Bovino 5631, macho, com 140 kg, recebeu em 25.5.03, das 18:44 às 19:20h, 420 g (3 g/kg) das folhas novas de A. bilabiata frescas colhidas em 24.5.03. Antes da administração T 39.5, C 68, R 56, Ru 2/2. No dia seguinte, às 7:40h, ao se iniciar o primeiro exercício, só andou puxado e logo se deitou. Às 8:04h tocado para se levantar, andou poucos passos, teve tremores. Durante o dia às vezes pastava um pouco. Às 17:40h ao tentar, não conseguiu se levantar. Tinha movimentos respiratórios forçados, jugular ingurgitada e pulsando. Em outras tentativas, às 17:50h e 17:53h, não conseguiu se levantar. Às 17:55h assumiu o decúbito lateral. Tentando se levantar, caiu novamente em decúbito lateral, mas acabou conseguindo ficar em decúbito lateral. Com a respiração ofegante. Às 18:02 ficou meio de lado, gemendo. Às 18:03 deitou-se em decúbito lateral, fez movimentos de pedalagem, teve respiração ofegante, com a boca aberta. Às 18:06 teve contrações clônicas e o animal morreu. – Achados de necropsia: leve edema perirrenal e da pélvis. No epicárdio linfáticos salientes. Fígado com coloração alaranjada. – Os exames histopatológicos (SAP 29654) revelaram no rim acentuada degeneração hidrópico-vacuolar das células epiteliais dos túbulos contornados distais, no baço congestão moderada e no fígado vacuolização dos hepatócitos na zona intemediária de intensidade moderada.

Bovino 5626, macho com 113 kg, recebeu em 26.5.03, das 14:15 às 15:10h, 680g (6 g/kg) das folhas novas de A. bilabiata frescas colhidas em 24.5.03. Antes da administração T 40.3, C 108, R 72, Ru 2/2. Às 17:24h, 9 minutos após o início do primeiro exercício, correndo bem, mostrou jugular ingurgitada, pulsando e teve dispnéia. Às 19:15h jugular muito ingurgitada e pulsando. Às 20:07h levantou-se, ficou em posição de cavalete, balançou, perdeu o equilíbrio e caiu em decúbito lateral. Deu vários mugidos, fez acentuados movimentos de pedalagem e às 20:11h estava morto. – Achados de necropsia: ausência de lesões. – Os exames histopatológicos (SAP 29655) revelaram ausência de lesões.

Bovino 5628, macho com 82 kg, recebeu em 26.5.03, das 8:55 às 9:27h, 246g (3 g/kg) das folhas maduras de A. bilabiata colhidas em 24.5.03. Antes da administração T ?, C 74, R 28, Ru 2/2. Às 17:30h, 15 minutos após o início do primeiro exercício, veia jugular ingurgitada e pulsando. Em 27.5.03, às 8:35h, após dar poucos passos, perdeu o equilíbrio e caiu logo em decúbito lateral. Deu vários altos mugidos e em seguida esticou a cabeça para trás, e respirou com a boca aberta; jugular ingurgitada. Às 8:39h estava morto. – Achados de necropsia: fígado levemente alaranjado. – Os exames histopatológicos (SAP 29657) revelaram ausência de lesões.
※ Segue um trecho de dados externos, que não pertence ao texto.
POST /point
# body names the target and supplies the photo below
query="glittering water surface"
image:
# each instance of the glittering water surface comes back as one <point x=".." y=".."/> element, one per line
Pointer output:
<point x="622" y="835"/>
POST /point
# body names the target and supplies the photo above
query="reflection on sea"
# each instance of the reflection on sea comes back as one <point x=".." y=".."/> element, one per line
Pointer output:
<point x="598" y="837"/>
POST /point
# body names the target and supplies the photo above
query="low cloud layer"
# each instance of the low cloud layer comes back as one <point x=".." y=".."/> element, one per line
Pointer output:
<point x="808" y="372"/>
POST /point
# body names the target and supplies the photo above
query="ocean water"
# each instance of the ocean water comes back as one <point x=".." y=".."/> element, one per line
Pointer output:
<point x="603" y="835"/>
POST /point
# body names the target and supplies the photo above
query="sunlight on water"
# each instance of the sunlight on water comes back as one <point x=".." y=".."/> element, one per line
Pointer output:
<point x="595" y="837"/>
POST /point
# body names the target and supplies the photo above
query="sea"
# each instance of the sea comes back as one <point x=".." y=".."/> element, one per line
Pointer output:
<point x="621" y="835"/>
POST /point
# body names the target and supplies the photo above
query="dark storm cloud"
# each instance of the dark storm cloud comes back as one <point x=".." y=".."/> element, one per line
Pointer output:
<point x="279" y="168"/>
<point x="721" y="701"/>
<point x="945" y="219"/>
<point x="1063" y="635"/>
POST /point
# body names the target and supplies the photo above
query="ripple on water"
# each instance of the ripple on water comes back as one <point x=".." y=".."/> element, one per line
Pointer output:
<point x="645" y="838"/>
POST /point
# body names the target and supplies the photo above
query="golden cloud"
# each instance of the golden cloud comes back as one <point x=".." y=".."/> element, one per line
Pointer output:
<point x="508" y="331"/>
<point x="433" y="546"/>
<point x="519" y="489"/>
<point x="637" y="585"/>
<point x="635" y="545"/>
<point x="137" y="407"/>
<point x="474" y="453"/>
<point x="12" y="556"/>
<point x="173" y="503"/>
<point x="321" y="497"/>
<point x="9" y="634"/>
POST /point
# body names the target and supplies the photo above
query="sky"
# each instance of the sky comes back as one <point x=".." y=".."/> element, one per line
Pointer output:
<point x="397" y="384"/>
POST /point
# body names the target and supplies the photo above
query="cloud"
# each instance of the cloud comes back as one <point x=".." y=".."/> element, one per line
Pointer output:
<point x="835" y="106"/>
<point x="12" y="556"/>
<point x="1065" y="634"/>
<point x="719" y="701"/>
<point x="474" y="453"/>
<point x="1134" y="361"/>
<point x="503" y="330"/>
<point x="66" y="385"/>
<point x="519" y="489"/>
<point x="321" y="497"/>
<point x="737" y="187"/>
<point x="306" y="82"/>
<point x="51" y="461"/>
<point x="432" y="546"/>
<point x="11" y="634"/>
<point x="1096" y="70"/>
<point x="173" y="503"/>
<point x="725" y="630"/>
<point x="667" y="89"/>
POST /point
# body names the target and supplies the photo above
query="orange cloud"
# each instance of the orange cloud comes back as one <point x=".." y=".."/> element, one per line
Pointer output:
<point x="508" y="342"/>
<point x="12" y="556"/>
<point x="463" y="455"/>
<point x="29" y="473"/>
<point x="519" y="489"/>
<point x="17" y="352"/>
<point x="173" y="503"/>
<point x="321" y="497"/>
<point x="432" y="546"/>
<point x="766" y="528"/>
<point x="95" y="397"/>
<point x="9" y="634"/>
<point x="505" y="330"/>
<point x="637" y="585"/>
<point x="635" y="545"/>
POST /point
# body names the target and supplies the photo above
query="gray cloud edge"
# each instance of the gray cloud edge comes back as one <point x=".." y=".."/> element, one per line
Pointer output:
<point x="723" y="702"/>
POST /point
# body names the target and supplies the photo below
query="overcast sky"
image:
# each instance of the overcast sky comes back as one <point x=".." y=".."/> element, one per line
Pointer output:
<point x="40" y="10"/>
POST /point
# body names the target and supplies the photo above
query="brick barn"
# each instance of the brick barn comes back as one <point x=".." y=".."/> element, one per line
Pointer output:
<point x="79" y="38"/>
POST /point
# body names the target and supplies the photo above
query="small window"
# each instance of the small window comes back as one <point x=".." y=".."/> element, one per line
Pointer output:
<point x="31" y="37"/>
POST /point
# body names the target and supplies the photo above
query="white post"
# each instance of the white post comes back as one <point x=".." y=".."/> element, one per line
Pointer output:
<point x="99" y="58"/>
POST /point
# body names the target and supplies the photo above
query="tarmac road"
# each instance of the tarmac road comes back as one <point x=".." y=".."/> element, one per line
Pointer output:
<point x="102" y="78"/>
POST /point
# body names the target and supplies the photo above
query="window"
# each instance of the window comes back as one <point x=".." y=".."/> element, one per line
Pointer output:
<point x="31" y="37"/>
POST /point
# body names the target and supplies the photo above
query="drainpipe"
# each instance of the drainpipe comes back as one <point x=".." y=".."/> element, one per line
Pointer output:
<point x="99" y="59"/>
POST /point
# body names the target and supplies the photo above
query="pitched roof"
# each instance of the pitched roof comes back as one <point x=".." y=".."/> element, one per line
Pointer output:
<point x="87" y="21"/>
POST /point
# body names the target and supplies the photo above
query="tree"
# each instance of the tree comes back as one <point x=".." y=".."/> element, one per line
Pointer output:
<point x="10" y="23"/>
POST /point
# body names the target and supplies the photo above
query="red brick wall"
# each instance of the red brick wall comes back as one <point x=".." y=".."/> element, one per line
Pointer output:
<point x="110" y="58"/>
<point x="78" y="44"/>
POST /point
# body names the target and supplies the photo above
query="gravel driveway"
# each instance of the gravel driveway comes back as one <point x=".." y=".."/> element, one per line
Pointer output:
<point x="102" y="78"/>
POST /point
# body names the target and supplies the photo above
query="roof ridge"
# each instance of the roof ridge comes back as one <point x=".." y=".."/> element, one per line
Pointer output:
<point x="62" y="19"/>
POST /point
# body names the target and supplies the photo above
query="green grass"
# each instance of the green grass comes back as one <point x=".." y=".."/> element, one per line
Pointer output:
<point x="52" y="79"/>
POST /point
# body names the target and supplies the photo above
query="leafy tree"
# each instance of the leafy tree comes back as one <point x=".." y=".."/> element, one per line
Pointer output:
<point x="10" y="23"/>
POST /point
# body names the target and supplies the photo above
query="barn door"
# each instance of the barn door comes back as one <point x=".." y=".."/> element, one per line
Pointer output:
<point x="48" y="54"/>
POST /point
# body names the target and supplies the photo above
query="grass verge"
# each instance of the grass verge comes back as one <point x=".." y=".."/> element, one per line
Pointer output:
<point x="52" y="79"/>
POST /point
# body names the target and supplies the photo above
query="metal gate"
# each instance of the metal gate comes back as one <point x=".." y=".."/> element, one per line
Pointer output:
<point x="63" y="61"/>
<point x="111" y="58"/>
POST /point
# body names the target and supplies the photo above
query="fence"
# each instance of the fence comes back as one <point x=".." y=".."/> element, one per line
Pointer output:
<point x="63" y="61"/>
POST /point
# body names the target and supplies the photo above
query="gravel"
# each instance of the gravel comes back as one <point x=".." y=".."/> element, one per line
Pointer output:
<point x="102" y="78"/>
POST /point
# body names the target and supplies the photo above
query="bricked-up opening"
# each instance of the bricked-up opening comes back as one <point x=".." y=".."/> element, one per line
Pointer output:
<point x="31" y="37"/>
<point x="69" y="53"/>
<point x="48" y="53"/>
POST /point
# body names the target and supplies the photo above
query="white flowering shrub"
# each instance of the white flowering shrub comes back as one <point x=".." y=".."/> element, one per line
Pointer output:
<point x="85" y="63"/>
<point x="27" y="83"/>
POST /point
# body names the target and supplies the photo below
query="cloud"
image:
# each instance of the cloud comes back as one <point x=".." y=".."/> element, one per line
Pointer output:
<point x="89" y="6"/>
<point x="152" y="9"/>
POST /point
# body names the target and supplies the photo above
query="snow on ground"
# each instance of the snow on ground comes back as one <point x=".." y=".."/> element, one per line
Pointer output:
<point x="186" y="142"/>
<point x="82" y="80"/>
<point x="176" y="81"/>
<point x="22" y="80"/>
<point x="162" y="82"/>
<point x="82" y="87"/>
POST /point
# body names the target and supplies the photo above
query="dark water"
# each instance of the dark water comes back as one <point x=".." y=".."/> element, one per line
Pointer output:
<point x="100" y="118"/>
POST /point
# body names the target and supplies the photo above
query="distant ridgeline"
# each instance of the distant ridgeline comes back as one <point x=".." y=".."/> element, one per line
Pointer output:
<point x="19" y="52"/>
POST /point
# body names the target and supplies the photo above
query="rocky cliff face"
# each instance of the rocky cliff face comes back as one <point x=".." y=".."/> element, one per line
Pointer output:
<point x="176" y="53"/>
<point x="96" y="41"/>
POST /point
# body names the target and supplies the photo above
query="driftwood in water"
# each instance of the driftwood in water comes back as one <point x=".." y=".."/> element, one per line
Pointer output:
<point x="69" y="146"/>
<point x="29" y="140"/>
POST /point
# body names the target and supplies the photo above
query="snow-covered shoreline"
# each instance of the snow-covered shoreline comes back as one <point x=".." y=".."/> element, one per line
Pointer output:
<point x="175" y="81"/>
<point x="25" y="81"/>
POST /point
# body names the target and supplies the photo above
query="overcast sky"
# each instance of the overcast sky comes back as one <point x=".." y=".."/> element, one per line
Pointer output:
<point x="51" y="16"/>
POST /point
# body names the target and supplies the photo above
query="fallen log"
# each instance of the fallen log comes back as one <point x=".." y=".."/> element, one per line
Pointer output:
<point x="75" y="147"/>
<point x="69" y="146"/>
Bovino 5623, macho com 80 kg, recebeu em 25.5.03 das 17:40 às 18:23h, 480 g (6g/kg) das folhas maduras de A. bilabiata, colhidas em 24.5.03. Antes de administração T 39.9, C 84, R 20, Ru 2/2. Às 22:30h foi visto com vida, sadio. No dia 26.5.03, às 2:00h, foi encontrado morto. Estava ainda quente. Deve ter morrido há poucos minutos. Não havia sinais que se tivesse debatido. – Achados de necropsia: pulmões um pouco mais pesados e mais vermelhos que o normal (leve congestão e edema). – Os exames histopatológicos (SAP 29658) revelaram no pulmão congestão moderada.